Identification of MRG15 as barrier to somatic reprogramming

Epigenetic reprogramming requires depletion of 4 factors ; Oct4, Sox2, Klf-4 and c-Myc. We have 4 groups of samples. 2 group is collected as fibroblasts and it is referred as Day Zero. The other groups are collected at the sixth day of epigenetic reprogramming referred as Day Six. Day 18 of epigenetic reprogramming, %5- 15 of cell population transformed into pluripotent stem cells. At day six this percentage is lower.Our previous studies have showed that inhibition of H3K36me3 mark thusleading to H3K36me2 mark on chromatin) significantly increased reprogramming efficiency. A CRISPR Knock-Out Library was built to identify which of the H3K36me3 mark reader protein can phenocopy absence of K36me3 loss in terms of reprogramming efficiency. MRG15 Knock Out has showed the most similar increase in reprogramming as loss of K36me3 mark.
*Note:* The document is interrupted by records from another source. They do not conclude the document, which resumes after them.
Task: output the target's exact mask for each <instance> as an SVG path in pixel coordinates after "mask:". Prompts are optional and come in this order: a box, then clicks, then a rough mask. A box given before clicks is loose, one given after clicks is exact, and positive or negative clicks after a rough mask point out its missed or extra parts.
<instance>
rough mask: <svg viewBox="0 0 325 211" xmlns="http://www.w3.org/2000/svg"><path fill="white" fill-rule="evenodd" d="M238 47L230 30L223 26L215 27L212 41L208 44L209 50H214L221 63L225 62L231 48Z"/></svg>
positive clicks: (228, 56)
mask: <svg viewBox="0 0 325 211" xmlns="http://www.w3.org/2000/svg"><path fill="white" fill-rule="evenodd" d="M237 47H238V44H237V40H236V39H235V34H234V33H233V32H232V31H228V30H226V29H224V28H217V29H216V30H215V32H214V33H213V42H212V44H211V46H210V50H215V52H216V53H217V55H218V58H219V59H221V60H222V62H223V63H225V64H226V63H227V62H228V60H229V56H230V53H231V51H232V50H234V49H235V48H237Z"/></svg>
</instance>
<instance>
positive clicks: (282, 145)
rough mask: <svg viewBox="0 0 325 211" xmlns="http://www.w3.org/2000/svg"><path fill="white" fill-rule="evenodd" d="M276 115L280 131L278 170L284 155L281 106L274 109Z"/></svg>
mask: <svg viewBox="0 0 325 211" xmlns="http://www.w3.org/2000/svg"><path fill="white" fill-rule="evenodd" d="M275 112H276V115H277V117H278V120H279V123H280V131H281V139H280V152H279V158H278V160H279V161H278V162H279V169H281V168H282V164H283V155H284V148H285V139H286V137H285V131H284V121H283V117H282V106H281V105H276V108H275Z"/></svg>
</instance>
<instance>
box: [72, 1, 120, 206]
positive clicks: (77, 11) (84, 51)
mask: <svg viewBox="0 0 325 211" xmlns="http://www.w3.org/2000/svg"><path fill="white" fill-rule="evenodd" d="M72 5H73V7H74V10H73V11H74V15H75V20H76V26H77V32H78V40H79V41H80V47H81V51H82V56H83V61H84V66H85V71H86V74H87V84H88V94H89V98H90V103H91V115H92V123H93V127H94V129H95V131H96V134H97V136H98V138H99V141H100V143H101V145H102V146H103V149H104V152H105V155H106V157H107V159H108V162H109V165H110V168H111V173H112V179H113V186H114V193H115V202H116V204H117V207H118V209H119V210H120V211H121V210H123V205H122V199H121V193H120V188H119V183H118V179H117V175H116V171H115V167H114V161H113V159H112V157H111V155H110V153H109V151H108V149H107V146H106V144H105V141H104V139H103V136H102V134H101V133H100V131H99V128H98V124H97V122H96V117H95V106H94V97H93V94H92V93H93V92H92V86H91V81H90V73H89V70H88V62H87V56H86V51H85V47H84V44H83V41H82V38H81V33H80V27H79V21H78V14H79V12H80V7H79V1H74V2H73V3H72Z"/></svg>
It has been reported that MRG15 is responsible from alternative splicing of some genes. Our hypothesis is; in the presence of H3K36me3 mark MRG15 can bind this mark on chromatin and recruit proteins related to alternative splicing ( eg. PTBP1)and regulate alternative splicing. We performed a gene expression profiling analysis and detection of differential alternative splicing analysis using data obtained from RNA-seq of dh1f cells expressing non targeting vector and lenticrisprv2 targeting MRG15. Both groups were collected pre and post OSKM treatment. post-OSKM group were sixth day of reprogramming.